De par leurs rôles, les aiguilleurs sont indispensables à la circulation des trains et ont donc un pouvoir de blocage herculéen. «Sans nous, rien ne roule», rigole Vincent L. Avant de poursuivre : «mes collègues dans d’autres branches de la SNCF me disent souvent qui si les aiguilleurs se mettaient autant en grève que les autres, les revendications seraient obtenues infiniment plus rapidement». Pourtant, les aiguilleurs du rail n’ont pas vraiment la fibre gréviste. Du moins nationalement. Les revendications et les blocages locaux sont relativement chose courante mais les perturbations à l’échelle française négligeables. La faute au cloisonnage propre au métier. «Je ne rencontre que très rarement d’autres collègues que ceux de mon poste d’aiguillage. Il n’y a pas beaucoup de brassage comme dans les autres professions ferroviaires », remarque Vincent L. Un constat partagé par Vincent Pinot «avec l’éloignement des postes d’aiguillage, il est difficile de rencontrer chaque cheminot et de faire fusionner les revendications».

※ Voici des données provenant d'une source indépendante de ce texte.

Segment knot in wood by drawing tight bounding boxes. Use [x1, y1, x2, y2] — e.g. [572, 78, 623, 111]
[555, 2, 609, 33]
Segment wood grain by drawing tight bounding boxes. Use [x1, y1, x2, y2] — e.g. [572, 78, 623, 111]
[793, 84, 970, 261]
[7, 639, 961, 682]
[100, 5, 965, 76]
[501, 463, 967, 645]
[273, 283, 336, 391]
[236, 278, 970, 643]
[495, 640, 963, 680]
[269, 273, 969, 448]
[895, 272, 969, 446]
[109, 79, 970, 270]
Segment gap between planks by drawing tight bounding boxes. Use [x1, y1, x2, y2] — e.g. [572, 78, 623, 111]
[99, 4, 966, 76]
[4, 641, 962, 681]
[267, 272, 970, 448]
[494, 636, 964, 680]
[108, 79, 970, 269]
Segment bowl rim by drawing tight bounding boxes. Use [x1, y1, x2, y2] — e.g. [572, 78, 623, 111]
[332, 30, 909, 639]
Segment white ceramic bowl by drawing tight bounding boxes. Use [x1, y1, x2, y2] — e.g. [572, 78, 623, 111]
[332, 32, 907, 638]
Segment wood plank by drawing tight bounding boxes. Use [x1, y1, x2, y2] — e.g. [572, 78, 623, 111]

C’est pourquoi ce week-end, les perturbations seront différenciées en fonction des régions. «Selon les postes d’aiguillages, le taux de gréviste est de 20% à 80%», avance le porte-parole de SUD-rail. Des débrayages anticipés par SNCF Réseau qui prévoit de remplacer les grévistes par des encadrants afin de limiter les perturbations, au moins en journée. «Les voyageurs ne devraient que très peu être impactés, reconnaît Vincent Pinot, seulement, la direction ne pourra jamais combler les trous pendant la nuit. Les travaux de voirie seront donc suspendus pendant ce temps-là, car aucun ouvrier ne peut travailler sans l’œil attentif d’un aiguilleur pour assurer sa sécurité. La direction perdra ainsi plusieurs milliers d’euros s’ils refusent le dialogue», sourit-il en coin.